A certain correlation, defined as moderate (R = 0.44, p < 0.01), can also be observed upon the comparison of the maximum tumor reductions for low-energy and subtraction CESM images. In terms of comparing the measurements of the maximum size for low-energy and subtraction CESM images following NAC and the maximum size in the histopathological examination, there was a low level of correlation for low-energy CESM images (R = 0.26, p < 0.04) and a high level of correlation for subtraction CESM images (R = 0.67, p < 0.01) (Figure 2).
Both pairs of images tended to imprecisely estimate the sizes of residual lesions. In the case of low-energy images, the size of these lesions was overestimated (the average overestimation value was 6.28 mm), whereas in the case of subtraction CESM images, residual lesions were underestimated (the average underestimation value was 2.75 mm).
According to the RECIST 1.1 guidelines, the low-energy images with morphological assessment only revealed 15.87% CR (n = 10) and 84.13% non-CR (n = 53). In the case of subtraction CESM images, these parameters were 47.62% (n = 30) and 52.38% (n = 33), respectively. Histopathological examination demonstrated CR in 33.33% (n = 21) of cases and non-CRs in 66.67% (n = 42). A detailed description of the particular responses to NAC can be found in Table 3.
In the histopathological examination for invasive ductal carcinoma (IDC), a CR of 39.22% (20 out of 51 of tumors) could be achieved, whereas for invasive lobular carcinoma (ILC) it was16.67% (1 out of 6 tumors). In the case of mixed IDC/ILC, CR was not achieved in any of the tumors. In Table 4, differences in the NAC response depending on the type of breast cancer analyzed by CESM and histopathological examination are shown.

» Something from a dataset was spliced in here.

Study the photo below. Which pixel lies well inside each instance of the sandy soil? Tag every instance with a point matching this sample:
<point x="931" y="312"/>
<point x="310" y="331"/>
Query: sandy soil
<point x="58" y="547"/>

Comparing the two types of CESM images to the histopathological examination, Table 5 presents the sensitivity, specificity, negative predictive value (NPV), and positive predictive value (PPV) of both images in the prediction of the CR. The sensitivity of low-energy images in forecasting CR amounted to 33.33%, while its specificity was 92.86%. In the case of the subtraction CESM images, the sensitivity amounted to 85.71% and the specificity to 71.42%.
Figure 3 presents the differences in ROC curves for low-energy and subtraction CESM images in detecting CR.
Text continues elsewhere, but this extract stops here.